Le sixième et dernier roman de l’auteur de Charlotte, Stephen P. Kiernan, Le dernier amant de Pollocksorti le 19 mai, raconte l’histoire de deux femmes obsédées : Ruth, une ancienne mannequin qui prétend avoir été la maîtresse et la muse de l’artiste Jackson Pollock juste avant sa mort, et Gwen, une jeune associée ambitieuse dans une maison de vente aux enchères de New York.
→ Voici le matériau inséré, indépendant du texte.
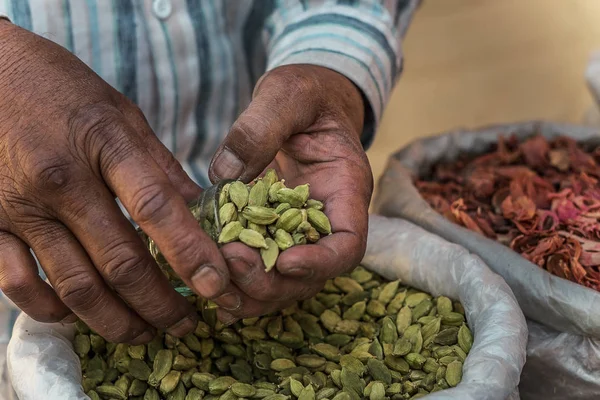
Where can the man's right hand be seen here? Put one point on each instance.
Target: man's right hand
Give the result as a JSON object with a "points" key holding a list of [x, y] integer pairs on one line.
{"points": [[70, 144]]}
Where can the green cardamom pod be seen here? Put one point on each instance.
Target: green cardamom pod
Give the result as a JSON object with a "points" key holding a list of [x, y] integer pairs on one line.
{"points": [[111, 392], [224, 195], [274, 189], [283, 239], [262, 229], [260, 215], [287, 195], [230, 232], [270, 178], [82, 345], [169, 382], [308, 393], [282, 207], [377, 391], [238, 193], [313, 235], [227, 213], [454, 373], [303, 191], [379, 371], [319, 220], [253, 239], [259, 194], [289, 220], [162, 365], [444, 305], [220, 385], [465, 338], [243, 390], [299, 239], [139, 370]]}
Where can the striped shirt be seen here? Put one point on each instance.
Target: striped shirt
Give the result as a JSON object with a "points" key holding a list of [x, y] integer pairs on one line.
{"points": [[191, 65]]}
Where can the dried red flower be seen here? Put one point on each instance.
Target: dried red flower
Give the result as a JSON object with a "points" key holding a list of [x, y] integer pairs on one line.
{"points": [[541, 198]]}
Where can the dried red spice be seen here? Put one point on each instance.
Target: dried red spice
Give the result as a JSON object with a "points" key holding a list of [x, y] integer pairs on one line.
{"points": [[541, 198]]}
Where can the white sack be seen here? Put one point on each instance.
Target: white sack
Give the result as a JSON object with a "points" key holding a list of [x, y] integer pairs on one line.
{"points": [[563, 354], [43, 365]]}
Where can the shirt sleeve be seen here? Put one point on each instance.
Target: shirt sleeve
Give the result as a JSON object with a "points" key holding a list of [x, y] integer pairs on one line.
{"points": [[360, 39]]}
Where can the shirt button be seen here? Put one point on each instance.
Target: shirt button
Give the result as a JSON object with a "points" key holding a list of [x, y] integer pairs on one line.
{"points": [[162, 8]]}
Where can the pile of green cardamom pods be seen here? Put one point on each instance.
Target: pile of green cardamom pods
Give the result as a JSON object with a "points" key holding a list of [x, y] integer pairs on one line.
{"points": [[361, 337], [264, 214]]}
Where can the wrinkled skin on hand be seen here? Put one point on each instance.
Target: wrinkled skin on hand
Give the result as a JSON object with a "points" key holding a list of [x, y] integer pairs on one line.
{"points": [[306, 122], [70, 144]]}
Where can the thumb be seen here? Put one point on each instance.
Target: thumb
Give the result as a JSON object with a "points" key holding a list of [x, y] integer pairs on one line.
{"points": [[281, 107]]}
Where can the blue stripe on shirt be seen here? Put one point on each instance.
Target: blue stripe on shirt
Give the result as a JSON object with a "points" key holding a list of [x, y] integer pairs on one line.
{"points": [[253, 28], [127, 47], [70, 44], [21, 14], [204, 91], [95, 36], [402, 5], [175, 85], [351, 22]]}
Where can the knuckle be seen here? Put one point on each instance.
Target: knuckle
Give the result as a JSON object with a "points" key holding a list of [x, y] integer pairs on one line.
{"points": [[51, 174], [187, 251], [16, 286], [76, 289], [150, 204], [124, 266], [120, 335], [99, 132], [295, 79]]}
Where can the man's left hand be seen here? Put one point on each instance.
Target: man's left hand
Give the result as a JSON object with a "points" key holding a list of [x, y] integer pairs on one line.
{"points": [[305, 121]]}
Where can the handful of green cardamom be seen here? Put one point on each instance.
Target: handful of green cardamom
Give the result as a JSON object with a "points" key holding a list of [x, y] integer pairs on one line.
{"points": [[361, 337], [264, 214]]}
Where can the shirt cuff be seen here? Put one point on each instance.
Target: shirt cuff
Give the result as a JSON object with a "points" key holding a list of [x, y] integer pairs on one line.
{"points": [[361, 48]]}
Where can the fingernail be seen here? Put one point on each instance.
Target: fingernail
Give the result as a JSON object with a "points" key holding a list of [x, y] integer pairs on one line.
{"points": [[144, 338], [69, 319], [207, 281], [240, 270], [184, 326], [300, 273], [227, 165], [229, 301], [226, 318]]}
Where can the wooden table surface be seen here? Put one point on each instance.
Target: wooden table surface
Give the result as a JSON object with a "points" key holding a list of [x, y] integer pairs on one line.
{"points": [[470, 63]]}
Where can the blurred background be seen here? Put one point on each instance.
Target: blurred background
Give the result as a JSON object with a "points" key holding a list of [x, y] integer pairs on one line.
{"points": [[470, 63]]}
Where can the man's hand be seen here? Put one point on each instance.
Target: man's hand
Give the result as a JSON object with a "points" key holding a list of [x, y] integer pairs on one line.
{"points": [[305, 121], [70, 144]]}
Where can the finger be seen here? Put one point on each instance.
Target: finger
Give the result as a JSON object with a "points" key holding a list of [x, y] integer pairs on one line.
{"points": [[339, 252], [346, 199], [81, 288], [123, 260], [162, 213], [249, 307], [20, 282], [248, 274], [162, 156], [279, 109]]}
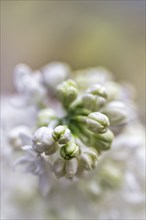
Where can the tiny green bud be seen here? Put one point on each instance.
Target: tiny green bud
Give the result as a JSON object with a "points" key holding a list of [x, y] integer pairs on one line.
{"points": [[43, 141], [59, 167], [98, 90], [45, 116], [62, 134], [103, 141], [89, 158], [67, 92], [97, 122], [69, 151], [71, 167], [93, 102], [110, 176], [117, 112]]}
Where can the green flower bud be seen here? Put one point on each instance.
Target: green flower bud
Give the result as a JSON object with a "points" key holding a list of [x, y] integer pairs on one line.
{"points": [[110, 176], [93, 102], [45, 116], [69, 151], [98, 90], [43, 141], [59, 167], [89, 158], [114, 90], [103, 141], [71, 167], [117, 112], [97, 122], [67, 92], [62, 134]]}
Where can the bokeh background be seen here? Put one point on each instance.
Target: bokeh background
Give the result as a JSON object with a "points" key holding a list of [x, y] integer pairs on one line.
{"points": [[81, 33]]}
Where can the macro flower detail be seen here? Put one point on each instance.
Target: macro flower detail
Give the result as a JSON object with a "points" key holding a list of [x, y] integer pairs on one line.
{"points": [[73, 139], [43, 141], [97, 122]]}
Leurs chemins se croisent lorsque Ruth, maintenant octogénaire et portant peut-être un bracelet de trop, se présente à l’improviste chez le patron de Gwen avec un sac poubelle. À l’intérieur se trouve un tableau qui, selon elle, était le dernier de Pollock. Elle souhaite que la maison de vente aux enchères vende l’œuvre, l’enchère commençant à 50 millions de dollars. Gwen, chargée de la tâche potentiellement professionnelle de vérifier l’authenticité du tableau, se retrouve prise dans une compétition acharnée et dans les egos du monde de l’art.

Comme les trois romans précédents de Kiernan — Le Château de Verre (2023), Univers de Deux (2020) et Le secret du boulanger (2017) — Le dernier amant de Pollock est une pièce d’époque, qui s’étend sur deux époques : dans ce cas, l’époque des salades bohèmes du centre-ville de New York dans les années 1950 et le milieu dynamique des quartiers chics adjacents à Sotheby’s du début des années 2000. L’auteur alterne entre les deux, nous invitant à voir les parallèles entre la quête de sens et de but de Ruth à l’époque des soutiens-gorge pare-balles, des hommes effrayants et des cocktails à la crème de menthe, et celle de Gwen à l’aube de l’ère moderne des girlboss.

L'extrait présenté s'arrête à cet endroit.